Like for example the power companies in my country stopped producing power on their own and bought power from neighboring countries just to sell it to locals at a higher rate. Basically just acting as middle men without providing anything of worth. That drove the price of power to hit 300% more than the year prior. The only reason they stopped was because our government started their own power plan with locally produced power forcing those companies to compete with it but the damage was done and power prices never went back to normal like they never do when companies inflate prices. A market regulated by people who only care about profit will never work.
This is not true. Market economies originate with the state. Prior to markets, most societies engage in gift-economies, where value and price are relatively arbitrary and dictated by personal relationships, not scarcity. It is only when an army comes in and forces you to trade with it do we see the emergence of market economies. You are however, correct that the market we engage with right now focuses primarily on capitalization, which is generating the most amount of money. That is the structural logic of a ‘capitalist’ mode of production. The liberal (or really neo-liberal, but we are splitting hairs at this point) lie around this is that this mode of production is and encourages the most ‘efficiency’ or ‘productivity’. This is not true, as demonstrated in your example.
Within capitalism there will always be perverse incentives to value the ‘fetish’ (money) over the commodity (the object being produced). And it is this ‘fetishization of commodities’ that ultimately creates the series of rolling crises within capitalism, as the fetish must grow larger and larger even if (and especially if) the commodity production itself does not. The incentive isn’t to satisfy demand, it is to generate profit.
That’s why I started with “depending on what you mean by market”. There are like a ton of different academic and colloquial definitions.
Though I don’t agree that you need an army to enforce the current market system as the current system seems quite capable of being perpetuated by capitalists themselves.
Ehh, kinda, but not really. It’s pretty standardized (which is hilariously rare for these disciplines) within sociology, anthropology and even economic theory. At most economics would label it an ‘inefficient market’ but even they are stretching their definition to the breaking point when there is no actual expectation of reciprocity for most transactions.
You absolutely need an army to sustain market economies. Somebody has to collect the debts. Why do you think America spends more money than anywhere else on it’s police force? You have to have a monopoly of force in order to sustain obviously unfair and arbitrary property relations. Why does America have military bases across the globe and sanction countries that refuse to engage on it’s market terms? Because we need to have the potential to place a boot down or provide training for those that will do our enforcement for us.

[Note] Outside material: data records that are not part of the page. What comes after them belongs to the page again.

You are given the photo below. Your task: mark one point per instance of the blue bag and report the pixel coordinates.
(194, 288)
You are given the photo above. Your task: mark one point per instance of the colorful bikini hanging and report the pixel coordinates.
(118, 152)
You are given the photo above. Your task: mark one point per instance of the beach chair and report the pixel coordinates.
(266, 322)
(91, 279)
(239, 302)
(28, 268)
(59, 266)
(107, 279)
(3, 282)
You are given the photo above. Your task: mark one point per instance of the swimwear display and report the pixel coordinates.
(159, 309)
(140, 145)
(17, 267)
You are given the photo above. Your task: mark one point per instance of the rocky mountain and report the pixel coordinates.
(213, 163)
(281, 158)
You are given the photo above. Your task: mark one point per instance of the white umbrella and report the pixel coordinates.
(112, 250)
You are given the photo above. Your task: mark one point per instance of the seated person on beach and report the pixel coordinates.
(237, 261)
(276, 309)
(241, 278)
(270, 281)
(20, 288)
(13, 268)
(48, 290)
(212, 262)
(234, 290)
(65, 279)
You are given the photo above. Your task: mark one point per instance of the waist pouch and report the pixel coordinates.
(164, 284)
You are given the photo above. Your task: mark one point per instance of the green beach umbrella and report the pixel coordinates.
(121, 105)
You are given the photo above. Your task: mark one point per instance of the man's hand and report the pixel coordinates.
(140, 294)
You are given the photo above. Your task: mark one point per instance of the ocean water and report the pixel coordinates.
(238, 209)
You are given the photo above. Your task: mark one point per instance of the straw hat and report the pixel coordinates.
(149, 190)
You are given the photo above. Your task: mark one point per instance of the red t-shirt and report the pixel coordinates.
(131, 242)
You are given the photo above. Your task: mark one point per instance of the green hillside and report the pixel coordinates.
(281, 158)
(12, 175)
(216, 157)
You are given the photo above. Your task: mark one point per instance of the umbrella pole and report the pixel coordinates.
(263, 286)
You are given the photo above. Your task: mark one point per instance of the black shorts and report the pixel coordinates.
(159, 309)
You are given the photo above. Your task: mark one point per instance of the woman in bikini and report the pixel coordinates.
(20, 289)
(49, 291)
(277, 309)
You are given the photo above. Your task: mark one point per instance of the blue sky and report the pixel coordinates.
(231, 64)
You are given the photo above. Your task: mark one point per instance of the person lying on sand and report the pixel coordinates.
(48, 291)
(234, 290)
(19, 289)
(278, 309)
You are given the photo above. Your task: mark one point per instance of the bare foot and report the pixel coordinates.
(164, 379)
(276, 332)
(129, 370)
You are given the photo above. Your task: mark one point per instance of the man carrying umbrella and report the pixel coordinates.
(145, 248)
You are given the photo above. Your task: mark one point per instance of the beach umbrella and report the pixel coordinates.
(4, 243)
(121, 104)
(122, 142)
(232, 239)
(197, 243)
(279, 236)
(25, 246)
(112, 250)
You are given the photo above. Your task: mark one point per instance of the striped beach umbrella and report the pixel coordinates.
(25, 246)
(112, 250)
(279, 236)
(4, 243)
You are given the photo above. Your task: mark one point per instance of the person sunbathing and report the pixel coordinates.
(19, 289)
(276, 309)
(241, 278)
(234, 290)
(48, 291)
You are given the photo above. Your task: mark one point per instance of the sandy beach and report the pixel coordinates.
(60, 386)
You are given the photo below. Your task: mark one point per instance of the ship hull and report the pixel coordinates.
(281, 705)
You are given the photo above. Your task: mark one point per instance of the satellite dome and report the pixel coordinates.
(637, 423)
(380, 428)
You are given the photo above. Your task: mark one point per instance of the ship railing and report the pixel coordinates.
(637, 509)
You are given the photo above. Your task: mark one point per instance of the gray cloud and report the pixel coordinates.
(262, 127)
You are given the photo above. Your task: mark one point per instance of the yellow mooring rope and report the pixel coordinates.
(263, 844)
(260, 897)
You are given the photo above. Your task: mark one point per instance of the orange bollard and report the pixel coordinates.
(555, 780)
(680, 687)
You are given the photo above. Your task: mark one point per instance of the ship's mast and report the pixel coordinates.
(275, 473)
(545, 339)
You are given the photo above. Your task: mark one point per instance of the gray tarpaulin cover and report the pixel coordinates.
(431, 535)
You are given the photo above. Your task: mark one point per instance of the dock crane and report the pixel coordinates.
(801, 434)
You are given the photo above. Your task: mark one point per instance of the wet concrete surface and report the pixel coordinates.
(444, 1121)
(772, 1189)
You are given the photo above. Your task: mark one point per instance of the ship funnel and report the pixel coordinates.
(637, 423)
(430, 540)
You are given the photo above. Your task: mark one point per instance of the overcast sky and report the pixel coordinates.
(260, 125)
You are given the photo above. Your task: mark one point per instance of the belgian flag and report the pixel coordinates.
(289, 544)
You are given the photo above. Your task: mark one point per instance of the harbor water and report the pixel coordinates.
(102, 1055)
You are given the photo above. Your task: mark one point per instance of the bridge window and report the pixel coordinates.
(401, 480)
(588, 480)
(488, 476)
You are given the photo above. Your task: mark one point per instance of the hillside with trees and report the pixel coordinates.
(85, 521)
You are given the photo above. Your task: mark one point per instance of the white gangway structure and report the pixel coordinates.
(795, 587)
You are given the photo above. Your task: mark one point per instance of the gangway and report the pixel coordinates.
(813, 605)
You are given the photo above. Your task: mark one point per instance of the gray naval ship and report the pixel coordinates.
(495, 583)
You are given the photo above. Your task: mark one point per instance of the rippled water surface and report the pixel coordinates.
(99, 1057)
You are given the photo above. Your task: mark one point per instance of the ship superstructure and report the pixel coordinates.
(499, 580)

Look at crypto, without centralized financial support it all but crumbled, to only resurge as a speculative asset, only to dip again. Maybe it will make a resurgence, but it is capital with no army, never to break the bounds of the fin-tech industry.
Force is what drives and has always driven market economies. To believe otherwise is to be an-cap, to separate the historical development of markets, capitalism and the state.
Though I don’t agree that you need an army to enforce the current market system as the current system seems quite capable of being perpetuated by capitalists themselves.
Great, then that means cops are unimportant and don’t need to enforce the sanctity of capitalist property, right?